2. The data transformation method of claim 1, wherein the selecting, using a large language model, a second predetermined number of selected data corresponding to the query question from the candidate data comprises:

3. The data conversion method of claim 1, wherein the candidate data and/or the data form of the culled data comprises a table in a string format.

4. The data transformation method of claim 1, wherein the selecting, using a large language model, a second predetermined number of selected data corresponding to the query question from the candidate data comprises:

and circularly executing the circulation step for preset times until the updated candidate data quantity reaches the second preset quantity, and taking the updated candidate data at the moment as the carefully selected data.

5. The data conversion method according to claim 1, wherein said generating said output result based on said beneficiated data, comprises:

and generating SQL sentences corresponding to the query questions according to the carefully chosen data by using a large language model.

6. The data conversion method according to claim 1, wherein said generating said output result based on said beneficiated data, comprises:

and generating the output result according to a preset prompt word instruction by using a large language model.

7. The data conversion method according to any one of claims 1 to 6, wherein before each use of a large language model, contents of all steps before the use of the large language model are input to the large language model as a dialogue history.

8. A data conversion system, characterized by being applied to the data conversion method according to any one of claims 1 to 7, comprising:

the acquisition module is used for acquiring the user inquiry problem;

the selecting module is used for selecting the keywords in the query questions;

a processing module for performing at least one of the following steps:

and generating an output result according to the carefully selected data.

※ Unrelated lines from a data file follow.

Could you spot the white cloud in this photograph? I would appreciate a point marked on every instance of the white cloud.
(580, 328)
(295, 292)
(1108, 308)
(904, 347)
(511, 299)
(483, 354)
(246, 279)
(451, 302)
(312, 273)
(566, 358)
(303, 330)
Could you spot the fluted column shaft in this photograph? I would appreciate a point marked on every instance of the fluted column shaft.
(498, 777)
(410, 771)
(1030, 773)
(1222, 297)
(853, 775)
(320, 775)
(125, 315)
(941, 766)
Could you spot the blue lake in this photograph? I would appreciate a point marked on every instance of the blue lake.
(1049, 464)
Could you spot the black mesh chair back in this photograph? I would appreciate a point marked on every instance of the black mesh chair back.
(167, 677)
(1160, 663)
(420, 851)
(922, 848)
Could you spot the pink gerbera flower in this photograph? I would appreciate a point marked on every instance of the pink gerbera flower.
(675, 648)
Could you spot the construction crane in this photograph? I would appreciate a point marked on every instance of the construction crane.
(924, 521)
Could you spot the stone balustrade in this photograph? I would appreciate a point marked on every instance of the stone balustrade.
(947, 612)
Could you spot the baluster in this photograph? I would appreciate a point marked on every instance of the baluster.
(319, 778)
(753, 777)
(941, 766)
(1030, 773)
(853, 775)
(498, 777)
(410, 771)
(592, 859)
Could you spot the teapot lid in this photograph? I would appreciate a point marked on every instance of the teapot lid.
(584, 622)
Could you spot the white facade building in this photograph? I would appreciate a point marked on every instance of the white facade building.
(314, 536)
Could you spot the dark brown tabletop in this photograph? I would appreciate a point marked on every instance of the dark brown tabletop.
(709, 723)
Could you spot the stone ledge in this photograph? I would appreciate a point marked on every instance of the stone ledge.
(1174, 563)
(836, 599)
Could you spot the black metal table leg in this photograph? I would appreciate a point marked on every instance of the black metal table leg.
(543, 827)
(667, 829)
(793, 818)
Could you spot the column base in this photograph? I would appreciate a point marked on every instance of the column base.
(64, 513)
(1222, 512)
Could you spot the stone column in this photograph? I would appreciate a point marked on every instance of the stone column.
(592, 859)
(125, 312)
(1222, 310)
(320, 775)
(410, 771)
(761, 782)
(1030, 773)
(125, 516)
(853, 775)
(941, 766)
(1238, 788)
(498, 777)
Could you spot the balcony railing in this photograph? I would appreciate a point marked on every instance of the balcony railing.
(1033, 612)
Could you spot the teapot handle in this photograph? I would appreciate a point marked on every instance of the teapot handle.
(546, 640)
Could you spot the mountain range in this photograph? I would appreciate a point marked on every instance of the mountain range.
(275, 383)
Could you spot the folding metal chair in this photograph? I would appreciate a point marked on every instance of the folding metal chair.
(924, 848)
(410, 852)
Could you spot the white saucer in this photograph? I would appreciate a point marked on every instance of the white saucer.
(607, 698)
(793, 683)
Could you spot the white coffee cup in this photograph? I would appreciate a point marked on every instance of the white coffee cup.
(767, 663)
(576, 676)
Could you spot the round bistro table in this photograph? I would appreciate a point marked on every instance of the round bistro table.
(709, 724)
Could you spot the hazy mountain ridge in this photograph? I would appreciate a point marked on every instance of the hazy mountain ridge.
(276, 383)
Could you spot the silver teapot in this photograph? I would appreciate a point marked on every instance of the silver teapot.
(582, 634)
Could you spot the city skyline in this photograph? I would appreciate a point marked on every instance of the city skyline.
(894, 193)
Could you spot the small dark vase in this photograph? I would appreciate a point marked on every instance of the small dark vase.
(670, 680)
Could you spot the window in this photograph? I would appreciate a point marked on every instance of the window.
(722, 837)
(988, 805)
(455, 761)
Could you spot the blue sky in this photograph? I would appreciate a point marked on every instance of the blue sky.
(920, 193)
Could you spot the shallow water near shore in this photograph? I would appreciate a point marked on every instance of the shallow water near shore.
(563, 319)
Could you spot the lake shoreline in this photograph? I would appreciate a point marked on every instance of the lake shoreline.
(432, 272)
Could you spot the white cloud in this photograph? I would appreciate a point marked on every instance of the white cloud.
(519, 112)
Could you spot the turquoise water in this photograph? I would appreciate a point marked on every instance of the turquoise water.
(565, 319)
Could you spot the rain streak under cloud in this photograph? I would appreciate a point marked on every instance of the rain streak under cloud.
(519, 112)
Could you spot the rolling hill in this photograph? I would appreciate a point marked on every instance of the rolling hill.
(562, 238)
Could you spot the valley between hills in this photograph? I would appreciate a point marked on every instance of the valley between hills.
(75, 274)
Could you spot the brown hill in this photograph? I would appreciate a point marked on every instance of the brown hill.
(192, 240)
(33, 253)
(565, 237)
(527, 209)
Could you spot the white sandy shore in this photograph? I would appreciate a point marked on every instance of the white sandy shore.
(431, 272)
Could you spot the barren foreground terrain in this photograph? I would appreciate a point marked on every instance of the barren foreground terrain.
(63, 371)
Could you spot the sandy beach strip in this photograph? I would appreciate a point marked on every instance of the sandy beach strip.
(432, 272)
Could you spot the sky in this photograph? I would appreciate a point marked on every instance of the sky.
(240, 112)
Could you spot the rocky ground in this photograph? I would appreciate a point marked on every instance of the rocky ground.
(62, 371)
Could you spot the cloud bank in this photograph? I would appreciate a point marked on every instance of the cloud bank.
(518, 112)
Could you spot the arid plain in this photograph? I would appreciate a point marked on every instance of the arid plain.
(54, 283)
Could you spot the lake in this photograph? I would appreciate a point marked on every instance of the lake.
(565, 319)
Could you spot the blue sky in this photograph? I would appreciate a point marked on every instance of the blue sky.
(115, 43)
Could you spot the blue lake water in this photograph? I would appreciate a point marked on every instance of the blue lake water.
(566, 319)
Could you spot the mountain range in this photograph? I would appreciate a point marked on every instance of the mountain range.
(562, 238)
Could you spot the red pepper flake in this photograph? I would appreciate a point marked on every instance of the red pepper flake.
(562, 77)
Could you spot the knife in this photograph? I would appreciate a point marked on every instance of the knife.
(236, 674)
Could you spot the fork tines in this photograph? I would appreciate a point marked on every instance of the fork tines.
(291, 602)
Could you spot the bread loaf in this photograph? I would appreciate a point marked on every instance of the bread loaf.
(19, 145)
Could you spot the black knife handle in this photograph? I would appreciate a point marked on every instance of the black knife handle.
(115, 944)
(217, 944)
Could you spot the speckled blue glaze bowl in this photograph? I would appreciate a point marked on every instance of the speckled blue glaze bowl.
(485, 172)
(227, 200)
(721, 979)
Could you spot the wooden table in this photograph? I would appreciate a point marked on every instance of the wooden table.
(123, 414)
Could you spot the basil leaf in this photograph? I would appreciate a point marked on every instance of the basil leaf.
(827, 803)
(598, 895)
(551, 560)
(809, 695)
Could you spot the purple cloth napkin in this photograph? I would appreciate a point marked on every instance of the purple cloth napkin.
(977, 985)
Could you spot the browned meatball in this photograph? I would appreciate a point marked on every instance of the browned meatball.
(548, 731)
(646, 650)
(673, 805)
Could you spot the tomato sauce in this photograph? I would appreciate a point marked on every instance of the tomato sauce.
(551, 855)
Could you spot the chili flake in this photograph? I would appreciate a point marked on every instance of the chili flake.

9. An electronic device, the electronic device comprising:

a memory storing a computer program;

a processor communicatively coupled to said memory, said processor executing the data conversion method of any one of claims 1-7 when said computer program is invoked;

and the display is in communication connection with the processor and the memory and is used for displaying a GUI interactive interface related to the data conversion method.

10. A readable storage medium storing a computer program, characterized by: the computer program, when executed by a processor, implements the data conversion method as claimed in any one of claims 1 to 7.